Olgunlaşmış Ürünler Hasat Edilir
10 Kg kadar büyüyen bir balığı, 200 – 300 gr olduğunda avlayıp yemek ne kadar akıllıcadır? Bir besin kaynağını yok etmenin en kestirme yolu bu olsa gerek. Ne büyük bir çelişkidir ki, bu tür avı yapan hemen her avcı büyük balık avı yapmayı hayal eder. Oysa kaza ara ağına veya oltasına 500 gr balıklar takılsa ne sevinir. Adeta dünyanın en büyük balığını avlamış kadar sevinir. Ama ağa veya oltaya takılan balıklar 3 Kg ve üstü olmaya başladığında artık işin rengi değişir.

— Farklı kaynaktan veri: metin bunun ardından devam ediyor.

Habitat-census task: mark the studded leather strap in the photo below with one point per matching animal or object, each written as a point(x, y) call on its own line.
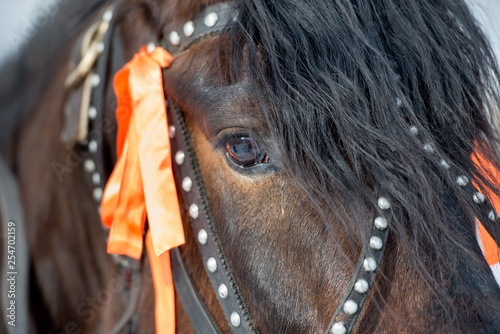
point(189, 180)
point(208, 23)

Ufak Balık Avından Büyük Balık Avına Geçiş
Özellikle olta ile balık avında 3 Kg bir av psikolojik sınırdır. 3 Kg altında av yapıldığında avcının gözünde bu yenecek et parçasıdır. Balık bir can taşıdığı algılanmaz. Bu algı balık 3 Kg ve üstüne çıktığında algılanmaya başlanır. Bu aşamadan sonra avcılık aşaması başlar. Bir başka anlatımla; ufak balık yakalayanlar bunu sadece karın doyurmak için yaparken, büyük balık avlayanlar bunu avcılık kabiliyetlerini geliştirmek için yaparlar. Avladıkları balığın bir can taşıdığını bilirler. Eğer ihtiyaçsa alırlar. İhtiyaç değilse geri salarak balığın çoğalmasına katkı sağlarlar.

Avcı ile Avcı Olmayan Arasındaki Fark Nedir
Avcı ne avlamak istediğine önceden karar verir. Plan yaparak ava çıkar. İhtiyacının dışında bir av yapmaz. Kazayla oltasına takılan istemediği balıkları geri salar. Oysa avcı olmayan kişi toplayıcıdır. Bir planı olmadığı için oltasına ne takılırsa torbaya atar. Günün sonunda “bu kadar balığı ne yapacaksın” diye sorana vereceği akıllıca bir cevabı yoktur. Balığı bitirmek için çabaladığının farkında değildir. Seneler sonra balık yakalayamayınca, ilk olarak o “balığı bitirmişler” der. Bu cümleyi inanarak kurar. Çünkü av yaparken ne yapacağını planlamayan kişinin sonrasında ne yaptığını bilmesini beklemek hayalcilik olur. Plansızlık kaosu getirir. Avcı olmayanın sonu hayal kırıklığı ve hüsrandır. Çünkü balığı bitirmek için çabaladığının farkında bile değildir.

Balığı Bitirmeye Çabaladığını Bilmeyen Adama Örnek
Avcı 20 Kg bir Akya avlıyor. Avcı olmayanda 500 Gr 30 adet Akya yavrusu avlıyor. Avcı olmayan dönüp 20 Kg Akya avlayan avcıya “sen denizdeki balığı bitirdin” diyor. Bunu niçin söylüyor? Kıskandığı için mi, Kg bazında denizden daha fazla et aldığı için mi? Oysa avcı denizden sadece 1 adet büyük balık alırken, avcı olmayan denizden 30 adet yavru balık alıyor. Oysa mesele denizden kaç adet balık eksilttin olmalıdır.

Denizden 1 adet büyük balık alan, denizden 30 adet yavru balık alandan daha fazla et tedarik eder. Yani en az adet ile en fazla eti tedarik etmiş oluyor. Bu tespit avcılığın temel prensibi olmalıdır. Mesele avcılıkta ekonomik verimlilik ve sürdürülebilir avcılıktır.

Avcı olmayanın avladığı 30 adet yavru balık denizde kalsaydı ne olurdu? Yavru balıklar 20 Kg olana kadar kaç dönem denize yavru balık bırakırdı? Yavru balıklar 20 Kg olana kadar kadar geçen süreçte denizde Akya miktarı ne kadar artardı? İşte avcı olmakla, olmamak arasındaki fark budur. Avcı, makul boya ulaşmış balıkların avını ihtiyacı kadar yapan kişidir. Avcı, planlı bir şekilde balığın çoğalmasına katkı sağlayan kişidir. Avcı, ihtiyacı olmayan veya istemediği balık oltaya takıldığında hiç düşünmeden geri salan kişidir. Avcı av yapar. Denizden et toplamaz.